What happened to the white vest? You’re not wearing it this time.
Someone wanted to try out a new look. But that was always my good look – the T-shirt. That shirt saved my life on Die Hard 3. Sam Jackson and I were jumping off a boat into a river, and there was an explosion. We were to jump onto a high scaffold, and a grip named Tony Whitman was on the scaffolding and caught me as I was about to go flying to my death. He grabbed that little tiny T-shirt and pulled me back! My family thanks you for saving my life.
Why are Brits so often the bad guys in the Die Hard films?
It’s a Shakespearean thing – they’re all much better actors. In this case, Alan Rickman broke the mould. A lot of people over at Fox wish that we didn’t kill him off in the first one!
You were in The Expendables 2, which took a wink-wink attitude towards older action heroes. How long can you go on?

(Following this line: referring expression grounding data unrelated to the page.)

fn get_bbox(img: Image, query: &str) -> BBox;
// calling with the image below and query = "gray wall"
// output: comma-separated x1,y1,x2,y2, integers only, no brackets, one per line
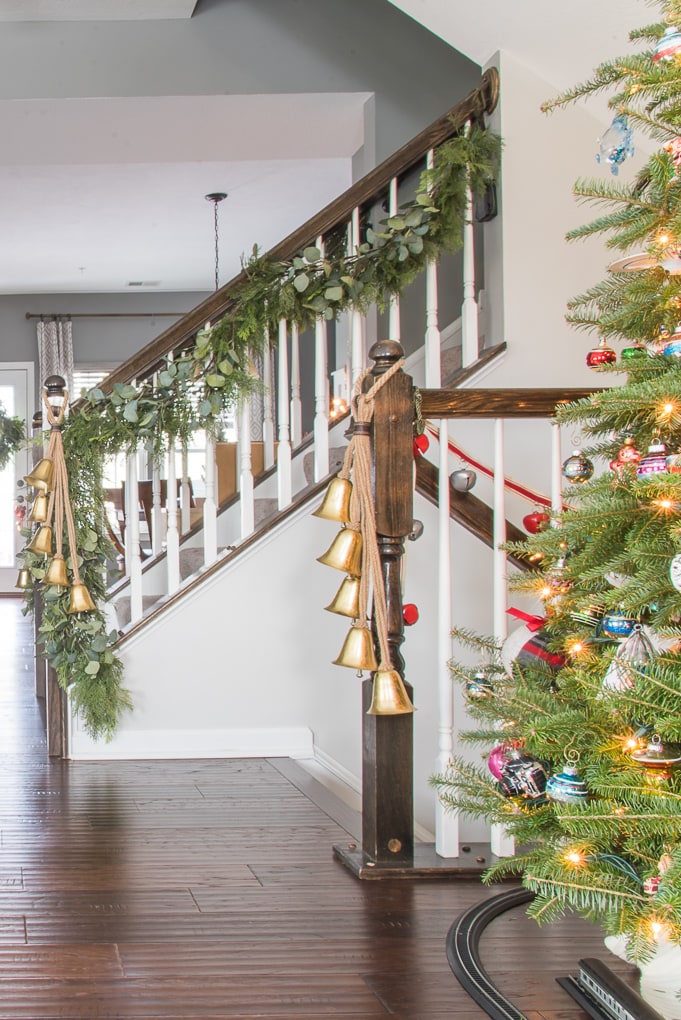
0,0,479,167
0,0,480,389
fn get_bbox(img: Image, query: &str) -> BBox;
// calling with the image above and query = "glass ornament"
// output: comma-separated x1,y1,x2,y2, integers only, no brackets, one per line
600,610,637,639
487,743,513,780
498,751,548,800
662,329,681,357
620,341,647,361
466,669,494,699
586,337,617,370
631,734,681,771
602,624,656,692
666,451,681,473
523,510,550,534
596,114,634,175
546,760,589,804
653,25,681,62
637,438,668,476
610,437,641,473
562,450,594,483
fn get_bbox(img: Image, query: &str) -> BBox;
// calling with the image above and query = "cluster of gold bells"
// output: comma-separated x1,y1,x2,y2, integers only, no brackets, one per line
16,394,97,614
314,475,414,716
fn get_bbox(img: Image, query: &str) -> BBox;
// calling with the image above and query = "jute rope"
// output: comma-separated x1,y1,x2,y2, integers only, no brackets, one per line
42,390,84,585
347,359,404,669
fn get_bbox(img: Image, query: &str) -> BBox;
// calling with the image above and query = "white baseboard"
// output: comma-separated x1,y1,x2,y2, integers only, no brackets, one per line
68,723,314,761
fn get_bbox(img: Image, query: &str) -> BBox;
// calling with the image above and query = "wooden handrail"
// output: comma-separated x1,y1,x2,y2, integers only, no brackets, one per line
419,386,602,419
99,69,499,394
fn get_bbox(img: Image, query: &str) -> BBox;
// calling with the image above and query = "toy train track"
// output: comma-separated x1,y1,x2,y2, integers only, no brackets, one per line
446,886,534,1020
446,889,666,1020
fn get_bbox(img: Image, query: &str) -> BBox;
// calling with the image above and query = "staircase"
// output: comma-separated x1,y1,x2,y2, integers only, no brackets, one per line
52,67,595,857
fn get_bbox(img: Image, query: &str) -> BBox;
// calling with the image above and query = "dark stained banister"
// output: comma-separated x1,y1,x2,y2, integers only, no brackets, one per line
418,386,601,419
98,69,499,394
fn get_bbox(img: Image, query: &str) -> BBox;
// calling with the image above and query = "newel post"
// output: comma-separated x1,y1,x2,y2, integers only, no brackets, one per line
361,340,414,866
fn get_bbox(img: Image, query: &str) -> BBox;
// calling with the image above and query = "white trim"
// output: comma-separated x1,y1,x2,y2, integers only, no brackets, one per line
68,722,314,761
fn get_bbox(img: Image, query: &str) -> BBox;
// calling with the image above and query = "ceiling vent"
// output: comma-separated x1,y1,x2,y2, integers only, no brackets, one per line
127,280,161,287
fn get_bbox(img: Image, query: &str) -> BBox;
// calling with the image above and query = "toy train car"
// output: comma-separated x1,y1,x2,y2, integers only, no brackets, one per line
557,957,666,1020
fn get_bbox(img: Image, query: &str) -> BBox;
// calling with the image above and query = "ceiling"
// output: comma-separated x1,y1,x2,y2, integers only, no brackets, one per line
0,1,198,20
0,0,656,296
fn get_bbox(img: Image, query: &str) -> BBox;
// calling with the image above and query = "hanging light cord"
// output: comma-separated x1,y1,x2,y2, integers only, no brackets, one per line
205,193,228,292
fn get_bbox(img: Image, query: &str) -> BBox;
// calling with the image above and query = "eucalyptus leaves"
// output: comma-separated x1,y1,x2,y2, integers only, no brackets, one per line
0,404,24,471
20,124,501,741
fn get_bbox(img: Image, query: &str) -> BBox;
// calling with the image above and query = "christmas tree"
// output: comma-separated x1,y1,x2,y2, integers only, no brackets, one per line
432,0,681,971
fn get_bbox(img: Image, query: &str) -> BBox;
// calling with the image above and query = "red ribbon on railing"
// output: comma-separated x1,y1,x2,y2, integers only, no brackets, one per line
506,608,546,631
425,422,552,508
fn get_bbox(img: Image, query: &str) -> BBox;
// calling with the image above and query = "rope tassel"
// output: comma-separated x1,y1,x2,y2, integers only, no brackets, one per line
26,388,96,613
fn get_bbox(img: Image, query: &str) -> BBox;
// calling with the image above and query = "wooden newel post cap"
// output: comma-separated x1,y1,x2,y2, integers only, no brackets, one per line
44,375,66,397
31,411,43,430
369,340,405,376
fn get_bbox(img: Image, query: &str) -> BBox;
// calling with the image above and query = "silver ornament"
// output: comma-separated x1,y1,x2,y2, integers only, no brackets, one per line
450,467,477,492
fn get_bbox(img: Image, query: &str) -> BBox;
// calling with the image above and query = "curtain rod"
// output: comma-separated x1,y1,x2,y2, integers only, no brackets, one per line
25,311,187,320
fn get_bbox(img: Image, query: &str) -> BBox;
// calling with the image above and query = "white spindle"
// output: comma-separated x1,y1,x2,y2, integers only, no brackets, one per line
461,122,479,368
491,417,515,858
290,321,302,446
262,330,275,471
277,317,293,508
180,445,191,534
313,236,330,482
350,207,365,388
239,397,255,537
388,177,401,342
166,439,180,594
203,434,218,566
125,450,143,624
150,456,163,557
435,420,458,857
551,422,563,518
424,149,441,386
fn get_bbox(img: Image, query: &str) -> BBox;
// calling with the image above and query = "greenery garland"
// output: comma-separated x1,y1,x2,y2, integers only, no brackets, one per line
0,404,24,471
19,124,501,741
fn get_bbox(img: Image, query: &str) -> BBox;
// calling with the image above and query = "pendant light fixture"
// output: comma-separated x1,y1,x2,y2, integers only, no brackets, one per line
205,192,228,291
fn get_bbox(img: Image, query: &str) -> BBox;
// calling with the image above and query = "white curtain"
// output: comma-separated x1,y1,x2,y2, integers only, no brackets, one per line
37,316,74,398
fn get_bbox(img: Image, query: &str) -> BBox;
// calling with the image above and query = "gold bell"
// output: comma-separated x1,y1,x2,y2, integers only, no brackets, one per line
332,624,378,671
312,477,352,523
15,567,32,589
29,491,49,523
44,555,70,587
367,669,415,715
27,524,54,556
325,575,361,619
24,458,54,493
67,583,97,614
317,527,362,576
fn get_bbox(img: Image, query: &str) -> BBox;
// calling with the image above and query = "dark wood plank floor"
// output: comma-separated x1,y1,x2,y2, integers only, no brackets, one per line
0,597,640,1019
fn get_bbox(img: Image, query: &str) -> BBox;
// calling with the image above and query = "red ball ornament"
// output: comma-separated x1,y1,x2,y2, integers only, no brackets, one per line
403,603,419,626
413,433,429,457
523,510,550,534
586,338,617,370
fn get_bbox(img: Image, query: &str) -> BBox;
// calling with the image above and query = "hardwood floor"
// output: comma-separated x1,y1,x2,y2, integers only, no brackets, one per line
0,597,640,1019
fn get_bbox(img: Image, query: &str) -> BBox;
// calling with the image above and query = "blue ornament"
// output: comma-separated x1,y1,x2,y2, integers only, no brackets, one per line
466,669,494,699
596,114,634,176
600,611,637,639
547,763,589,804
562,450,594,483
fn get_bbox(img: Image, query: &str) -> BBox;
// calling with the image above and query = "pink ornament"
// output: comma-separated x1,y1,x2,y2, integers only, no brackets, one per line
487,744,511,780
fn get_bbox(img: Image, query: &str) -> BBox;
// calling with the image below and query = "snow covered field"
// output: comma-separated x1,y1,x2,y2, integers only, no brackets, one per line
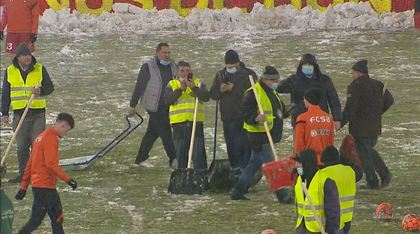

I’m sure my body will tell me when it’s time to hang it up. As long as I can still run and act like I’m running fast. I’m happy we didn’t go for the wink-wink version with this. People do get hurt and blown up in the film – all in the name of entertainment. We’ve seen other films where they just start going for the comedy in the second and third film.
How much did you have to work out to prepare for this role? You turn 58 this year.
I don’t think I had to do any more for this film than the workout I was already doing. I work out for myself and for my kids, so I can horse around and run and play with them.
Do people expect you to be harder than you are?
Sometimes in the pub! Sometimes people come up to me and say, ‘I’m going to fight John McClane.’ But I’m not a fighter! I’m just an actor. I work. It’s happened from time to time. Not often, but it’s happened.
Are you as tough to work with as director Kevin Smith makes out? He said working with you on Cop Out was ‘soul crushing’.
Poor Kevin. He’s just a whiner, you know? We had some personal issues about how we approached work and he takes a very different path to creativity. I don’t have an answer for him. I’m never going to call him out in public. Sometimes you just don’t get along.
Is the best of Bruce yet to come?
I had a pretty good time in 2011 and 2012 – I worked with Stephen Frears, Wes Anderson, Rian Anderson, and Die Hard turned out well. Is the best yet to come? It’s been fun for me, I like it. I don’t know what the best is. I only compete with myself. I don’t feel like I compete with other actors. I’m just trying to improve myself and be better in the next film than the last one. It’s just pretence. We’re just acting.
Are you still scratching your head over what the title of this movie actually means?
It’s a vanity that someone over at Fox gets to name the film. It’s naming day, and I go, ‘A Good Day To Die Hard?’ It sounds so complicated. What do you think?
It doesn’t make any sense. But we guess, for a global audience, it sounds okay?
Yeah, everybody is going to end up calling it Die Hard 5 anyway.
A Good Day to Die Hard is released on Thursday February 14.